O'Donnell began work for KOMO in Seattle in 1994 where she was mentored by Chief Meteorologist Steve Pool. Two years later, she joined KING in Seattle as the weekend morning meteorologist as well as her concurrent duties for Northwest Cable News. In 1997, she was awarded the AMS Seal of Approval. She held that position until 2000.

O'Donnell joined KNTV, the NBC affiliate for the San Francisco Bay Area in 2001. She won an Emmy award as a meteorologist in 2004, and was named Best TV Weather Anchor in 2005 and 2006. She also reported weather for Early Today, and was a weather substitute for MSNBC from 2003–2006. In 2007, O'Donnell announced that she was leaving KNTV in order to join her husband, who had already returned to their hometown of Seattle to attend graduate school.

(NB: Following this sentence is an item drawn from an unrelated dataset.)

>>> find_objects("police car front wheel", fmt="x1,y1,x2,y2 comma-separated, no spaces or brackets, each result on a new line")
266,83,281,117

O'Donnell returned to KING/NWCN as the weeknight 10pm anchor as well as meteorologist in December 2007. In February 2009, O'Donnell was laid off from KING 5 after massive cuts at that station, including her position on sister station KONG 6/16, and returned to KOMO 4 as a freelance weekend weather anchor. In August 2009, she officially took the role as the weekend weather anchor at KOMO 4.

She is now the chief meteorologist at KOMO 4.